Deny what it like, there’s evidence they do it
Chatgpt: Induction, in a broad sense, means learning a general rule or expectation from repeated experience rather than from a single fixed instinct. Many animal behaviours fit this pattern, even if they’re simpler than human reasoning. Here are some clear examples: Trial-and-error learning (generalising from outcomes) Rats in mazes learn that certain turns or paths tend to lead to food. Over time, they don’t just remember one route—they form a general expectation like “this direction usually pays off.” This kind of behaviour was famously studied by Edward Thorndike, who showed animals gradually “induce” successful strategies. Conditioning (predictive associations) In classical conditioning experiments by Ivan Pavlov, dogs learned that a bell predicts food. They generalise from repeated pairings to a rule: “bell → food is coming.” This is inductive because the animal infers a predictive relationship from repeated experience. Foraging decisions (learning patterns in the environment) Bees learn which flower colours or shapes tend to contain nectar. They don’t test every flower randomly forever—they generalise: “purple flowers here are usually rewarding.” This shows induction from multiple encounters to a probabilistic rule. Predator avoidance (learning danger cues) Birds that survive encounters with predators often learn to recognise certain shapes or movements (e.g., hawk silhouettes) as dangerous. They generalise from specific experiences to a broader category: “things like this are threats.” Habituation and sensitisation (learning what matters) Animals stop responding to repeated harmless stimuli (habituation), effectively “learning” that a stimulus predicts nothing important. Conversely, sensitisation increases response after significant events. Both involve extracting regularities from experience. Tool use and problem solving (higher-level induction) Some primates and corvids (like crows) learn rules about tools—for example, that sticks can retrieve food from holes. Over time, they apply this rule in new contexts, suggesting a more flexible, inductive generalisation. A useful distinction: Not all learned behaviour is equally “inductive.” Simple conditioning might just be association, while more complex behaviours (like those in crows or apes) come closer to forming abstract rules. But in all these cases, the key feature is the same: the animal uses past experiences to form expectations about new situations. .

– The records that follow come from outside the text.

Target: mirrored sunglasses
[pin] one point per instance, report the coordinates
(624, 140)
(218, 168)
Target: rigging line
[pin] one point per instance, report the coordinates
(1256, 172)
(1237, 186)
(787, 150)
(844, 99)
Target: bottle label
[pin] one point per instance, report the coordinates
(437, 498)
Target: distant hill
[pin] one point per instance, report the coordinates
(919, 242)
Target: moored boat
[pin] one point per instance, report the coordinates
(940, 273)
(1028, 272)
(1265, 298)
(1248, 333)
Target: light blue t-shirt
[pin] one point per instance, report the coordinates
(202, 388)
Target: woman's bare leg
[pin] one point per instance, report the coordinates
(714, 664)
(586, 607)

When I said that, I was using standard definitions that excluded C&R.
“better than chance prediction” with the predictions done by what method? What is the math algorithm or flowchart? You’re still not providing specifics.
This is jumping ahead. Humans do something. Whether or not its induction depends on what induction is, which is a current conversation topic.
I’m not going to debate Chatgpt, and this is unhelpful when I’ve already read many versions of induction and don’t need an introductory summary. Is there no literature you can cite that you think writes down correct details of induction? The issue isn’t my familiarity with induction, it’s you picking a specific claim. Even if you’re unsure and think one of many inductivist positions may be right, you could still pick a single one for us to discuss in more detail. I can’t pick that for you but it needs to be picked for me to give more specific criticism.
What are your intentions with this discussion? I’d be open to trying to actually work through these issues and reach a conclusion. I’d be open to mutually agreeing to put in some effort. Right now, every time I reply, I don’t know if you’re ever going to reply again. I don’t think we’re going to resolve these issues quickly but I think the topics are important and I’m interested in trying seriously.